Kommentar |
In der Musikgeschichtsschreibung gilt die Renaissance als geradezu neuerungssüchtige Epoche: Hervorgehoben werden immer wieder Neuerungen in der Komposition von Motetten, in der Entwicklung der zyklischen Messe, in der Notation, der Entwicklung der Tonalität, im Instrumentarium und und und. Dabei ist das Neue eine zwar attraktive, aber auch problematische Kategorie, wenn es darum geht, eine historische Epoche prägnant zu zeichnen. Denn es gibt das Neue nicht einfach im Sinne einer objektiven Tatsache, die jemand feststellen kann und die von der Geschichtsschreibung bloß als solche erkannt, konstatiert und eingeordnet werden muss. Das Neue ereignet sich nicht einsträngig, sondern erfolgt in einem komplexen Prozess, der Wandlungen des Handwerks und der Technik sowie der ästhetischen Erfahrung, des künstlerischen Ausdrucks und vor allem auch der späteren Deutung der Ereignisse und Zusammenhänge umfasst. Die Musikgeschichtsschreibung hat im Laufe mehrerer Jahrhunderte das Bild eines kontinuierlichen historischen Stroms bis in die Gegenwart konstituiert, wobei gern auch mal die Gegenwart als Optimum bestimmt wurde und die historische Erzählung die Herkunft der Bestandteile der gegenwärtigen Praxis zu benennen suchte.

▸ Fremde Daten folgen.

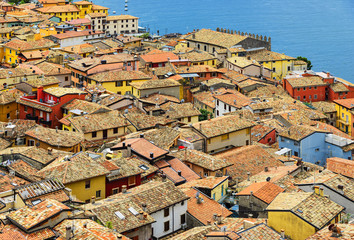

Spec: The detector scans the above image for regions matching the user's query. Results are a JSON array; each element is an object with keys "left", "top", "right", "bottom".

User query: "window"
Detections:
[
  {"left": 181, "top": 214, "right": 186, "bottom": 224},
  {"left": 128, "top": 176, "right": 135, "bottom": 186},
  {"left": 96, "top": 190, "right": 101, "bottom": 198},
  {"left": 112, "top": 188, "right": 119, "bottom": 194},
  {"left": 163, "top": 208, "right": 170, "bottom": 217},
  {"left": 221, "top": 133, "right": 230, "bottom": 141},
  {"left": 163, "top": 221, "right": 170, "bottom": 232}
]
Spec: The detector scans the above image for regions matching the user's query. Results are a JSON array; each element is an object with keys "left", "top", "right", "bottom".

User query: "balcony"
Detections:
[
  {"left": 39, "top": 118, "right": 52, "bottom": 126},
  {"left": 26, "top": 114, "right": 38, "bottom": 121}
]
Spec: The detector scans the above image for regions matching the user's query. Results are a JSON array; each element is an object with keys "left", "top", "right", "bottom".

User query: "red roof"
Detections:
[
  {"left": 140, "top": 52, "right": 179, "bottom": 63},
  {"left": 236, "top": 182, "right": 284, "bottom": 204}
]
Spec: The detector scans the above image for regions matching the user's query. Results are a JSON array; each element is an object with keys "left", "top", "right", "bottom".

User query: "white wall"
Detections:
[{"left": 150, "top": 200, "right": 187, "bottom": 238}]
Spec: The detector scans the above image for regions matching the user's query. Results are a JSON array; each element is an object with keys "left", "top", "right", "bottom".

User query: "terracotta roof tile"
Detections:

Da eben viele Bestandteile und Wandlungen dieses Stroms in der Renaissance verortet werden, lohnt es sich, diese Neuerungen probehalber zu hinterfragen und auf ihre Überzeugungskraft hin abzuklopfen. Zugleich versteht sich das Seminar als Einstieg in die Musikgeschichte der Renaissance. |
Literatur |
Allan W. Atlas: Renaissance Music. Music in Western Europe, 1400–1600, New York und London 1998.

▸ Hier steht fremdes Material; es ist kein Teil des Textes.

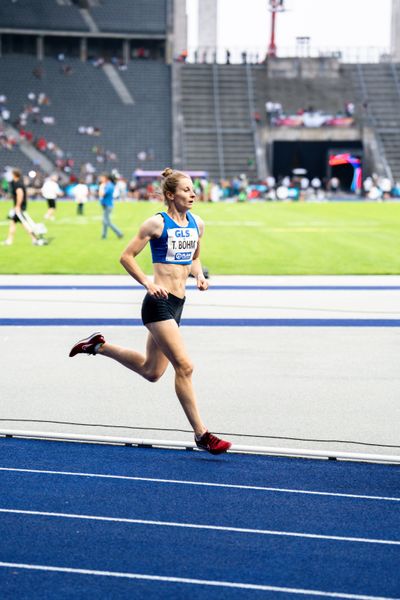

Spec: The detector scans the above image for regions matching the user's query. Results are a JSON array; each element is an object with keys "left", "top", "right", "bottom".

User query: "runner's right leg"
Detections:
[{"left": 96, "top": 333, "right": 169, "bottom": 381}]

Julie E. Cumming: The Motet in the Age of Du Fay, Cambridge 1999.
Carl Dahlhaus: Untersuchungen über die Entstehung der harmonischen Tonalität, Kassel usw. 1967 (auch in: ders., Gesammelte Schriften, Bd. 3).
Neugier. Vom europäischen Denken, hrsg. von Karl Heinz Bohrer und Kurt Scheel, in: Merkur, Jg. 62 (2008), Heft 9/10.
Reinhard Strohm, The Rise of European Music, 1380–1500. Cambridge 1993.